In the last Beacon, the problem with historians marginalizing and ignoring Thomas Paine was discussed, and Bailyn was used as a typical example. He is an excellent historian by modern standards, and he is also emblematic of the norm which assumes a world view and then looks for data to justify it. The 19th century history books were steeped in prejudice against Paine, driven by political and theistical bias, largely rooted in fake news, incomplete facts, and the myth of the founding. That myth of the founding puts the Federalist Party as the Founding Party, with people like Paine and Franklin on the sidelines watching. Independence Mall in Philadelphia was created around that myth.

An historian steeped in that education deepens it in order to be accepted, not question it. Franklin, up to the 1930s, was treated like Paine, a caricature, sitting on the sidelines. When an accurate book on Franklin finally emerged then, it caused a great stir, and eventually a reexamination. History has always been the tool of those who control a country, as Orwell said, “those who control the past, control the future.” Some 20th century historians continued the trope on Paine from the 19th century, right up to today with J.C.D. Clark, Chernow, Ellis and others. There is even an organization of conservative historians, which is an improvement since at least they admit it. 

There was a book which came out a year after Bailyn’s The IDEOLOGICAL Origins of the American Revolution, in response: The INTELLECTUAL Origins of the American Revolution by Staughton Lynd. It was full of quotations so we could see the material left out of the ”accepted” narrative. In 1968 it was eyeopening. We recommend it.
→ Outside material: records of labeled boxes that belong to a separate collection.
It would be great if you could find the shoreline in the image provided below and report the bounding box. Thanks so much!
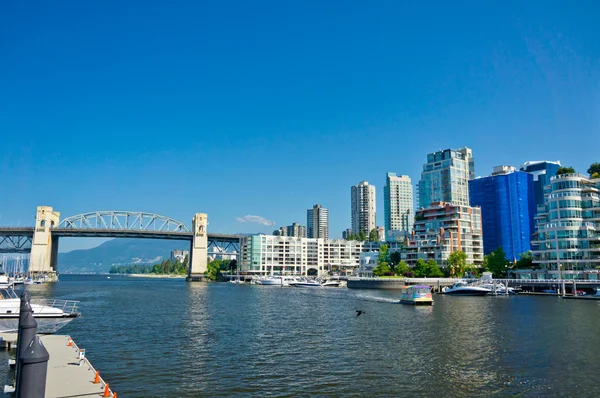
[120,274,186,279]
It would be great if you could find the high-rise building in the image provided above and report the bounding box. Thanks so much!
[350,181,376,236]
[383,173,414,241]
[287,222,306,238]
[306,205,329,239]
[521,160,560,206]
[469,166,536,261]
[342,228,352,239]
[406,202,483,267]
[418,147,475,208]
[528,174,600,279]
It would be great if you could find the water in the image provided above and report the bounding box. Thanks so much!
[0,276,600,397]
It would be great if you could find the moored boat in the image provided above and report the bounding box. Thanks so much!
[442,281,491,296]
[400,286,433,305]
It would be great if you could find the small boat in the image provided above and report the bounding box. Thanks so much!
[0,288,81,334]
[442,281,491,296]
[400,286,433,305]
[322,279,340,287]
[294,279,323,287]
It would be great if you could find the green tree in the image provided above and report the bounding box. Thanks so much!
[392,262,410,276]
[556,167,576,176]
[587,162,600,178]
[486,247,509,278]
[356,231,367,242]
[426,260,444,278]
[446,250,467,276]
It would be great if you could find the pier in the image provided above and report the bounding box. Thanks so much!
[0,333,117,398]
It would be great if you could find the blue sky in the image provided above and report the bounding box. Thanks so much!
[0,1,600,251]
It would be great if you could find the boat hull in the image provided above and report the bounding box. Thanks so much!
[0,313,79,334]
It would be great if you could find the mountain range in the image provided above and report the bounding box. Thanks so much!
[57,238,190,274]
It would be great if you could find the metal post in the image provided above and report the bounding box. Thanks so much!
[16,291,32,369]
[16,336,50,398]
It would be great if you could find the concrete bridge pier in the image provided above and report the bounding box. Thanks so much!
[29,206,60,274]
[187,213,208,282]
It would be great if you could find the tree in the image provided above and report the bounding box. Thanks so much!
[515,251,533,269]
[356,231,367,242]
[556,167,576,176]
[486,247,509,278]
[587,163,600,178]
[369,228,379,242]
[392,260,410,276]
[446,250,467,276]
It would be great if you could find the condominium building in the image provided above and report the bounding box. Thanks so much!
[286,222,306,238]
[469,166,536,261]
[383,173,414,241]
[521,160,560,207]
[406,202,483,267]
[350,181,376,236]
[418,147,475,208]
[522,174,600,280]
[240,235,371,275]
[306,205,329,239]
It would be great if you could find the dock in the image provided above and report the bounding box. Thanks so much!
[0,333,117,398]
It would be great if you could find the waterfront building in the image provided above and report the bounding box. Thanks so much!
[469,166,536,261]
[286,222,306,238]
[350,181,376,236]
[171,250,190,263]
[528,174,600,280]
[402,202,483,267]
[377,226,385,242]
[418,147,475,208]
[521,160,560,207]
[342,228,352,239]
[383,173,414,241]
[306,205,329,239]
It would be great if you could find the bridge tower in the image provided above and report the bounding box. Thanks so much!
[29,206,60,273]
[188,213,208,281]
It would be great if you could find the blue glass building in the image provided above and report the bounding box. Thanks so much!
[521,160,560,211]
[469,166,536,261]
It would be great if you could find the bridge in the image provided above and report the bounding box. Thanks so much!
[0,206,243,281]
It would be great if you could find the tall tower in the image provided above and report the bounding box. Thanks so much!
[350,181,376,235]
[383,173,414,241]
[306,205,329,239]
[419,147,475,208]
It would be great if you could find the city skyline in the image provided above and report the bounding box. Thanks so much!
[0,1,600,251]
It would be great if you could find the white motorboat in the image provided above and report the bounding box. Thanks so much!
[0,288,80,334]
[294,279,323,287]
[442,281,491,296]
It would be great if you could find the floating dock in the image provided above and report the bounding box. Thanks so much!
[0,333,117,398]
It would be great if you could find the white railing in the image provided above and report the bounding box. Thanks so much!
[31,299,79,314]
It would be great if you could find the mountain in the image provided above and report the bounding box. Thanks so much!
[57,238,190,274]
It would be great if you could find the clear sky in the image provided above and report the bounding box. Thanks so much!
[0,0,600,251]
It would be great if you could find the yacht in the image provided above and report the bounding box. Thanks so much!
[442,281,491,296]
[0,288,81,334]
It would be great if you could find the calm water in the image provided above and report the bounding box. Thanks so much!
[0,276,600,397]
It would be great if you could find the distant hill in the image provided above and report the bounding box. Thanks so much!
[57,238,189,274]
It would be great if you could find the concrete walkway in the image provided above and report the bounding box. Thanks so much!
[0,333,113,398]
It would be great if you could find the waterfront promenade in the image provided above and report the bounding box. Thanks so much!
[0,333,116,398]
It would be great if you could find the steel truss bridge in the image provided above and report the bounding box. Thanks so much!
[0,211,243,254]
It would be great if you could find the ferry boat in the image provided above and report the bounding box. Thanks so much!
[400,286,433,305]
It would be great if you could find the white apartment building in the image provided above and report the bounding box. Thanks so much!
[240,235,372,275]
[383,173,415,241]
[350,181,376,236]
[306,205,329,239]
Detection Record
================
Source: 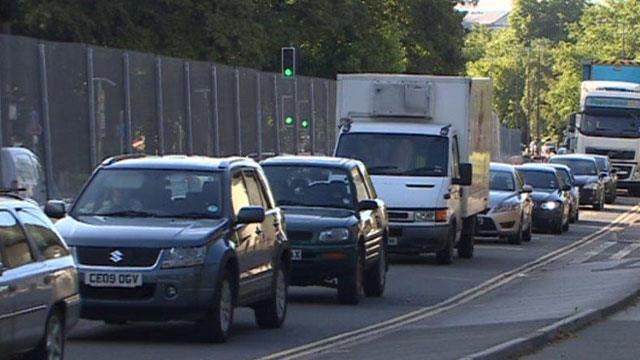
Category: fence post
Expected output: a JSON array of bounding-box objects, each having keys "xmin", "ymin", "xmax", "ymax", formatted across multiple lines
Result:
[
  {"xmin": 122, "ymin": 52, "xmax": 133, "ymax": 154},
  {"xmin": 211, "ymin": 64, "xmax": 220, "ymax": 156},
  {"xmin": 156, "ymin": 56, "xmax": 164, "ymax": 155},
  {"xmin": 293, "ymin": 77, "xmax": 300, "ymax": 155},
  {"xmin": 273, "ymin": 74, "xmax": 281, "ymax": 155},
  {"xmin": 38, "ymin": 44, "xmax": 54, "ymax": 199},
  {"xmin": 256, "ymin": 71, "xmax": 262, "ymax": 160},
  {"xmin": 323, "ymin": 80, "xmax": 333, "ymax": 155},
  {"xmin": 309, "ymin": 79, "xmax": 316, "ymax": 155},
  {"xmin": 86, "ymin": 46, "xmax": 98, "ymax": 169},
  {"xmin": 184, "ymin": 61, "xmax": 193, "ymax": 155},
  {"xmin": 233, "ymin": 68, "xmax": 242, "ymax": 155}
]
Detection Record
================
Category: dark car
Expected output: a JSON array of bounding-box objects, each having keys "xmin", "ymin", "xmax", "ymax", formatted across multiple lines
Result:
[
  {"xmin": 547, "ymin": 163, "xmax": 580, "ymax": 223},
  {"xmin": 49, "ymin": 156, "xmax": 290, "ymax": 342},
  {"xmin": 262, "ymin": 157, "xmax": 388, "ymax": 304},
  {"xmin": 591, "ymin": 155, "xmax": 618, "ymax": 204},
  {"xmin": 517, "ymin": 164, "xmax": 571, "ymax": 234},
  {"xmin": 0, "ymin": 193, "xmax": 80, "ymax": 360},
  {"xmin": 549, "ymin": 154, "xmax": 605, "ymax": 210}
]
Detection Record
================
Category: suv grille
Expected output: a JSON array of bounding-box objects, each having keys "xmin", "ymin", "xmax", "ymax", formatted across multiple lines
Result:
[{"xmin": 76, "ymin": 247, "xmax": 160, "ymax": 267}]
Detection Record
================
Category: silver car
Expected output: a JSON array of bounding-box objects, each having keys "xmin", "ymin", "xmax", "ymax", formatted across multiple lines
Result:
[
  {"xmin": 547, "ymin": 163, "xmax": 580, "ymax": 223},
  {"xmin": 0, "ymin": 193, "xmax": 80, "ymax": 360},
  {"xmin": 476, "ymin": 163, "xmax": 533, "ymax": 244}
]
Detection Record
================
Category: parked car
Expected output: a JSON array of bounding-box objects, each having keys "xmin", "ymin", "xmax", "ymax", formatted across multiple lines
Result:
[
  {"xmin": 262, "ymin": 156, "xmax": 389, "ymax": 304},
  {"xmin": 476, "ymin": 163, "xmax": 533, "ymax": 244},
  {"xmin": 517, "ymin": 164, "xmax": 571, "ymax": 234},
  {"xmin": 591, "ymin": 155, "xmax": 618, "ymax": 204},
  {"xmin": 0, "ymin": 192, "xmax": 80, "ymax": 360},
  {"xmin": 547, "ymin": 163, "xmax": 580, "ymax": 223},
  {"xmin": 48, "ymin": 156, "xmax": 290, "ymax": 342},
  {"xmin": 549, "ymin": 154, "xmax": 605, "ymax": 210}
]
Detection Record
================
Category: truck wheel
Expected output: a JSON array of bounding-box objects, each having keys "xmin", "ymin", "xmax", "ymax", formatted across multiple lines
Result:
[
  {"xmin": 364, "ymin": 244, "xmax": 387, "ymax": 297},
  {"xmin": 436, "ymin": 225, "xmax": 456, "ymax": 265},
  {"xmin": 253, "ymin": 268, "xmax": 287, "ymax": 329},
  {"xmin": 28, "ymin": 308, "xmax": 65, "ymax": 360},
  {"xmin": 199, "ymin": 270, "xmax": 233, "ymax": 343},
  {"xmin": 458, "ymin": 215, "xmax": 476, "ymax": 259},
  {"xmin": 338, "ymin": 250, "xmax": 364, "ymax": 305}
]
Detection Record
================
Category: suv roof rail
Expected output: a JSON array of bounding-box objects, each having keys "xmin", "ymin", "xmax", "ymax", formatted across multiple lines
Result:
[{"xmin": 100, "ymin": 154, "xmax": 147, "ymax": 166}]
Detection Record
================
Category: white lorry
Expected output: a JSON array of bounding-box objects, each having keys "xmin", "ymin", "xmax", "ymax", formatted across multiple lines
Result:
[{"xmin": 335, "ymin": 74, "xmax": 494, "ymax": 264}]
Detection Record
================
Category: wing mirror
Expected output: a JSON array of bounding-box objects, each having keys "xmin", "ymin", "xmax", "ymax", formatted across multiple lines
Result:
[
  {"xmin": 44, "ymin": 200, "xmax": 67, "ymax": 219},
  {"xmin": 236, "ymin": 206, "xmax": 265, "ymax": 224},
  {"xmin": 451, "ymin": 163, "xmax": 473, "ymax": 186},
  {"xmin": 357, "ymin": 200, "xmax": 378, "ymax": 211}
]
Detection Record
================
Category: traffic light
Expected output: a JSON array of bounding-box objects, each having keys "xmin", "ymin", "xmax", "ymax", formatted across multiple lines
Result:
[{"xmin": 280, "ymin": 46, "xmax": 297, "ymax": 78}]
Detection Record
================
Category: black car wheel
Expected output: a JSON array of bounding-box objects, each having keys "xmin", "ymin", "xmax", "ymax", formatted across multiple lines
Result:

Lynd put Paine out front with other radical leaders, and in his 2009 updated version he apologized for not adequately crediting Paine. As information spread in history departments, and that generation became the heads of those departments, like Eric Foner and many more, the blind eye to Paine was slowly opened. The Collected Works of Thomas Paine Project, managed by our Association with the leading Paine scholars in the world, will further reveal the incredible impact of Paine not only on the American Revolution, but world history: much of the atmosphere of radical English politics fueling the American cause was generated by Thomas Paine before he came to America.